Intimidating? You bet. It still is. Most of my teammates are in their 20s and 30s and are all super-talented university running and track stars. I did a particularly grueling (for me) speed work session with the sweet, speedy girls and I was proud that I could keep up for over a mile (I am, incidentally, able to keep up with their easier runs, and they are super warm and welcoming).

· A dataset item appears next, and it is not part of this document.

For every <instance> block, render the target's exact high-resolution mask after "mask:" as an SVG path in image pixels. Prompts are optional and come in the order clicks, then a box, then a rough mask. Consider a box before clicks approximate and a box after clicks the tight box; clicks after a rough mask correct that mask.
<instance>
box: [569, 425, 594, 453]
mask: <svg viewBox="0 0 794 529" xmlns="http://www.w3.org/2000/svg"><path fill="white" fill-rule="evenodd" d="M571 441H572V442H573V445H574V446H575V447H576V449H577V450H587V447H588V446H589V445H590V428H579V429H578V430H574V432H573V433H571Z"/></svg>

The point is that I tried.  Yes, whatever your level, running past 40 can be intimidating. Face it. Feel it.

Then get over it.

Just run. Run with people who are faster than you, and slower. Run with people who are younger than you, and older. Chances are, you will learn something from each and every one of them.

3. Medical pessimism and negativity about aging abounds. The media buzzes with negative stories about age-related strength decline, bone loss and decreased flexibility. Yadda yadda yadda. 

I function best by focusing on the positive, living by my own rules, and looking to my own role models. As Deena Kastor, Olympic medalist, American record holder and one of the greatest masters runners of all time said, “As an athlete I’ve found aside from hard work, the greatest tools for success are optimism and gratitude." Amen, Deena. My Aunt Regina is 94, and she still cleans her own house. (I don't think she got the memo about strength decline.) 

Let me be clear: I'm not viewing aging with a Pollyanna-like naivety. It's important to understand the limitations of your body as you age. But it's more important to understand the possibilities of your body as you age – a scenario that we don't hear enough about or test ourselves. That's what I choose to focus on here. 

I know my limitations. But I also try to push them, tempered with common sense and scientifically proven running advice. I'm here to send you a different message than the one you've been spoon-fed. 

What are some of the plusses and minuses you experienced when starting to run later in life?